# CONFIGURATION BASED ARCHITECTURE FOR HIGH SPEED AND GENERAL PURPOSE PROTOCOL PROCESSING

Dake Liu, Ulf Nordqvist, and Christer Svensson Dept. of Physics and measurement, Linköping University, 58183, Linköping, Sweden, Phone +46 13 28 {1256, or 5816, or 1223} Email: {dake, ulfnor, christer}@ifm.liu.se

Abstract - A novel configuration based general purpose protocol processor is proposed. It can perform much faster protocol processing compared to general purpose processors. As it is configuration based, different protocols can be configured for different applications. The configuration makes compatibility possible, it also makes very fast protocol processing on the fly. The proposed architecture can be used as a platform or an accelerator for network based applications.

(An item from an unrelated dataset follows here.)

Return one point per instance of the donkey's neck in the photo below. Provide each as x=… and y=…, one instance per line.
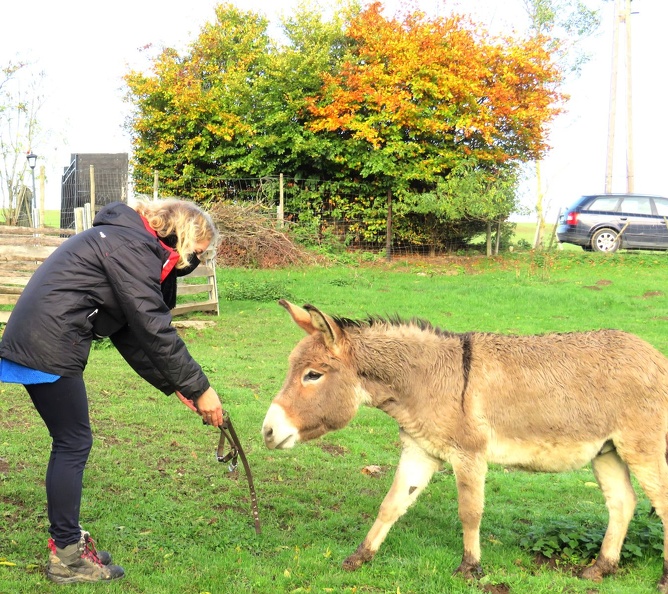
x=398, y=365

Key words: Protocol processor, configurable logic, Parallel Processing, SoC.

# BACKGROUND

Networking has been developing very fast. More and more protocols are emerging for different applications. Higher process performances are requested by applications. Requirements could be recognized as:

- 1. Multiple ports and multiple Gigabits per second real time framing and deframing.
- 2. To pre-process as much protocol jobs as possible before memory accesses.
- 3. A general, simple, fast, and flexible architecture for different kinds of protocols.
- 4. A built in protocol learning and automatic configuration capability.
- 5. Low power, high speed, and memory (size and access) efficient architecture.

Two kinds of protocol processors are available on the market now, one is a specific single protocol limited ASIC (we call it SPASIC in this paper), another is the processor based general-purpose CPU (we call it GPCPU in this paper).

None of them can fit the requirements for future computer communications. The first one, SPASIC, is used only for one protocol or a few

specific protocols included in the design. Naturally, it does not support future protocols. The second one, GPCPU, can not work at very high speed because of the general architecture. As a redundant and speed limited architecture, it is not the best for a relatively stable and control-extensive flow. From another point of view, the protocol processor must be compacted because it is often used as a pre-processor and as a small part in a certain kind of application. Therefore, the redundant architecture is not suitable for embedded or integrated solutions.

Most solutions available now use a specific circuit to process the protocol flow, and use a GPCPU for switching, routing, and other applications. Because of the limited SPASIC architecture, future flexibility is limited. For multiple applications, more SPASIC cores are integrated to cover more protocols. This makes the system redundant.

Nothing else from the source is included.